Bilim insanlarını en çok üzen şey, bina yönetmelikleri varken bile, yönetmeliklere uyulmaması veya bu yönetmeliklerin uygulanmaması nedeniyle insanların risk altında kalması.
İstanbul’da Boğaziçi Üniversitesi’nde deprem mühendisliği bölümünün kurucusu Mustafa Erdik, Washington Post’a gönderdiği bir e-postada Türkiye’deki sorunların “mevzuata uygunluk derecesinde” yattığını söylüyor.
Karasözen de Twitter’daki paylaşımında Malatya’dan deprem standartlarına uygun olduğu belirtilen bir evin fotoğrafını paylaşırken binanın bu hafta depremde çöktüğünü belirtip şunları yazdı: “Yerbilimciler ve mühendisler olarak DAHA FAZLA NE YAPABİLİRİZ?!”

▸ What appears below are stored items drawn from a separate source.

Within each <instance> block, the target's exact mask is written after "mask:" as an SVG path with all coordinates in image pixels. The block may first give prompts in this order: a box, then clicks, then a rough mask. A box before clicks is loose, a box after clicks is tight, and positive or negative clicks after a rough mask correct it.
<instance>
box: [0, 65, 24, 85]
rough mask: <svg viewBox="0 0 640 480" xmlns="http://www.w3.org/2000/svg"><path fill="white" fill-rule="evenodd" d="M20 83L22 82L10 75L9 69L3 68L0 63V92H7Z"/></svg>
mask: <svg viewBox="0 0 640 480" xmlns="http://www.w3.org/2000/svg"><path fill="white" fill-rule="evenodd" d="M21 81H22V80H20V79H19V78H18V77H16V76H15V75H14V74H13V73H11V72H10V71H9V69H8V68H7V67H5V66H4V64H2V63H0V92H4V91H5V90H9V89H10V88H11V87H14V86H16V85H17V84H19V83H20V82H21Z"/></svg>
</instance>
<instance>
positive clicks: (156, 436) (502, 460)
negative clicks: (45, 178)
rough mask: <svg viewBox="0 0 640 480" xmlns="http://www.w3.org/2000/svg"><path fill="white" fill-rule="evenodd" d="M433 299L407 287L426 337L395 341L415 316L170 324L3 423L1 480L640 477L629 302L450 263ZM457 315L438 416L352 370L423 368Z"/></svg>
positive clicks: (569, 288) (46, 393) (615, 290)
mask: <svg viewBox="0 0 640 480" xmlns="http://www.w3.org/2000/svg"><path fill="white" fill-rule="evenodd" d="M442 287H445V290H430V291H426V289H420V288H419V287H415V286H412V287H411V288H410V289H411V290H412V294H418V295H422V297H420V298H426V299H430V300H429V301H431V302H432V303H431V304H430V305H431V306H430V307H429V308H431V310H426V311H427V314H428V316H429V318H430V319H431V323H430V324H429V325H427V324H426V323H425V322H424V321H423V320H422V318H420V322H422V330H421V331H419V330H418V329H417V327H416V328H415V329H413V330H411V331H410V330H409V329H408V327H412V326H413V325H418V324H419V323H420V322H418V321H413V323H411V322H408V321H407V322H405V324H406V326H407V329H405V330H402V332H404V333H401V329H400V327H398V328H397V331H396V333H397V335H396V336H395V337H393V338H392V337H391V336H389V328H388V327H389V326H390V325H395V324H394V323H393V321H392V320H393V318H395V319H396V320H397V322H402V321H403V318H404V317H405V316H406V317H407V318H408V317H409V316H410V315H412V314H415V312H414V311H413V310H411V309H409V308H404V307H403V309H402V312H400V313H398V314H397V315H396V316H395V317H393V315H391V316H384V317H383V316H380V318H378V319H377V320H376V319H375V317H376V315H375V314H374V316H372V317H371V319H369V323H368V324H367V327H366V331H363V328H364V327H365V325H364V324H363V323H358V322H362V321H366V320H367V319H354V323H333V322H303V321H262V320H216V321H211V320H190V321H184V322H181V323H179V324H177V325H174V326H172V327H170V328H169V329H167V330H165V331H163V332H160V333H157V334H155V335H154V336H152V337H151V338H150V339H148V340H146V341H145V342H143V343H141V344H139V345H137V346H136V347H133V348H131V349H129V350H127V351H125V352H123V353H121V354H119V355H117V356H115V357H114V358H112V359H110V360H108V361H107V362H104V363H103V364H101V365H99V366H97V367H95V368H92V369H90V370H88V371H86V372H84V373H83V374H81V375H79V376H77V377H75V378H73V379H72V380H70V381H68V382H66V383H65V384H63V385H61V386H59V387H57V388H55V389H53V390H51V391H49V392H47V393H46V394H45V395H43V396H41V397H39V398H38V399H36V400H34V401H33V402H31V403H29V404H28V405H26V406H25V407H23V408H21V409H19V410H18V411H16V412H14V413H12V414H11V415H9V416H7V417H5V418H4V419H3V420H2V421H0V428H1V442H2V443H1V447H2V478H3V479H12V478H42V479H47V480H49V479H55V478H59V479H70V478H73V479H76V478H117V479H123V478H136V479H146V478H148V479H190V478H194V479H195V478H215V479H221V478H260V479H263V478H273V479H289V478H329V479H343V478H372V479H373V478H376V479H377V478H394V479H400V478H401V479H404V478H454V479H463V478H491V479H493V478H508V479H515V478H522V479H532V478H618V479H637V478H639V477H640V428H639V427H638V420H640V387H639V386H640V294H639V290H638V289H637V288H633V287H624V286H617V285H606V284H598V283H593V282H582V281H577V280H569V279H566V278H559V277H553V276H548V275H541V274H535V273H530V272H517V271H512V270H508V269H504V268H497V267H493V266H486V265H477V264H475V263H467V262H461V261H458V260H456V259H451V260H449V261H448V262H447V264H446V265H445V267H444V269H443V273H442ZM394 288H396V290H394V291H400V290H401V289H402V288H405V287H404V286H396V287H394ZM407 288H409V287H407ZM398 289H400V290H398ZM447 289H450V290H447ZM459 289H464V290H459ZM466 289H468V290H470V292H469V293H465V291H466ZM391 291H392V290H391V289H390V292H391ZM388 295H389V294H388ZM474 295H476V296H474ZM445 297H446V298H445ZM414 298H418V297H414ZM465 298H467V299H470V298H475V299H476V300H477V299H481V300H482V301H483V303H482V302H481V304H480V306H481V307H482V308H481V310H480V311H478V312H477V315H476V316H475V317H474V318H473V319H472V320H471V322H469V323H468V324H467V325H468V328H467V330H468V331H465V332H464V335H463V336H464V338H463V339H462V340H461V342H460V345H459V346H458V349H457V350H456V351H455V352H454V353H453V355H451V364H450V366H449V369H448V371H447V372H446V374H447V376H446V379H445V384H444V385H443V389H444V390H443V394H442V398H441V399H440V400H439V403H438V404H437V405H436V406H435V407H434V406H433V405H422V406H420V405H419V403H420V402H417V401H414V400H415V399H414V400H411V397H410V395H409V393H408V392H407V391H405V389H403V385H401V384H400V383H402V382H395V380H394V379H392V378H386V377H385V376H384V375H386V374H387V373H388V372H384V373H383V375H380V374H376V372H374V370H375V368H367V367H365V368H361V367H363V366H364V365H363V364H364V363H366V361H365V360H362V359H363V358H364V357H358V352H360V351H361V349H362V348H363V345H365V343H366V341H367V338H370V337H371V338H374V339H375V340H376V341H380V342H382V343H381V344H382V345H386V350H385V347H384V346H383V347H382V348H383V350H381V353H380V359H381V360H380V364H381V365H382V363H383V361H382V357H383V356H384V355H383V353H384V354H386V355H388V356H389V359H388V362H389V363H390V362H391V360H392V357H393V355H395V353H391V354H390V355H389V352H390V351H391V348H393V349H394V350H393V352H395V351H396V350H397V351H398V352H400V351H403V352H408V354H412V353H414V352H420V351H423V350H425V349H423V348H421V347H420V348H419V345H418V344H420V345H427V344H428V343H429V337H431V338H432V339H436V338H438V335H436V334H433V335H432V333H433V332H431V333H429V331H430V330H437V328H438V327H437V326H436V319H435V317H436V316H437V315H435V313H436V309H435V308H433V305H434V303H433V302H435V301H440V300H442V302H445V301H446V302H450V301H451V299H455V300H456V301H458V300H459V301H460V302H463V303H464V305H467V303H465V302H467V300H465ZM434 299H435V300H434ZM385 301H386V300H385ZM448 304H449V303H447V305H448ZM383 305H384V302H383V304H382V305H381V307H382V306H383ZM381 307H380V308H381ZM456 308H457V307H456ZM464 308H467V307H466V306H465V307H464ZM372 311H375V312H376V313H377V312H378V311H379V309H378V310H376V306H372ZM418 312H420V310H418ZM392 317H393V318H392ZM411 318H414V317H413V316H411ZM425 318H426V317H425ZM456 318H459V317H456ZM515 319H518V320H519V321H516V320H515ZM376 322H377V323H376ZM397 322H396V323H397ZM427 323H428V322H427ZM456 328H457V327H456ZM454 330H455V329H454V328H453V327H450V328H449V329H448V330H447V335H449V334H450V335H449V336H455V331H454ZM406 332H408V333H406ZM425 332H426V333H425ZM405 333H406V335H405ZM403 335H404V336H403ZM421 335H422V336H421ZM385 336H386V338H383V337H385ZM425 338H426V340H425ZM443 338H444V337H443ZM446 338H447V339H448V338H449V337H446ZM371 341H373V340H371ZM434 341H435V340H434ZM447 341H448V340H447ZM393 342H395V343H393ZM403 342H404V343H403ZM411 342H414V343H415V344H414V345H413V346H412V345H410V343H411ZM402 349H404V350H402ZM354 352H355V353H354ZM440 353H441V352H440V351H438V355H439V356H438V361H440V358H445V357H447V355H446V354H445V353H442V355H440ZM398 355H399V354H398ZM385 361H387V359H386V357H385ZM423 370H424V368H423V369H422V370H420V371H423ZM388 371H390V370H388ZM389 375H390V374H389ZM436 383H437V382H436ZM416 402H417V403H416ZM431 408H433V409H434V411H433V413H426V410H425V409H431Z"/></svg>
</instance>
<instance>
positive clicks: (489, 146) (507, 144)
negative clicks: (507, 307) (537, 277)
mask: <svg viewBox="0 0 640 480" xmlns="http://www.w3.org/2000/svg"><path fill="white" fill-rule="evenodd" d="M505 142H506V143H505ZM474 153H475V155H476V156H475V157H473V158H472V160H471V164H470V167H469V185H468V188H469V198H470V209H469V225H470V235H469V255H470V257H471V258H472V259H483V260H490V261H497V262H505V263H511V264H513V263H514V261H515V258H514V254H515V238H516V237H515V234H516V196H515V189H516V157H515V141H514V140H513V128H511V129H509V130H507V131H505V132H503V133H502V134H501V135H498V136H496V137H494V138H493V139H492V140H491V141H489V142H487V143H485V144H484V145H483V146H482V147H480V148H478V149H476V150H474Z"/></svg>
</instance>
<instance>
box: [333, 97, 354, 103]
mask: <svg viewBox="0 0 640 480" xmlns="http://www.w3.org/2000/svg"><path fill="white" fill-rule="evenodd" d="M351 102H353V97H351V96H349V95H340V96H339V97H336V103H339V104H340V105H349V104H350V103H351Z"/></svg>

Karasözen sık sık Türkiye’nin ve benzer fay sistemlerinin olduğu İran’ın tehlike altında olduğuna vurgu yapıyor. Normalde de ülkesinde yaşanan depremden sonra yakınlarının durumunu öğrenip sismik dalga yayılımı, sismik sonrası deformasyon ve artçı sarsıntılar fiziği üzerine çalışmalara başlasa da bu defa bunu yapamadığını belirtiyor.
Karasözen, paylaştığı tweet’te “Elbette ilginç bir deprem. Enkazın altında kalmış insanlardan gelen tüm tweet’leri görmek… Bu çok fazla” diyerek tüm enerjisini de bağış toplamaya harcıyor.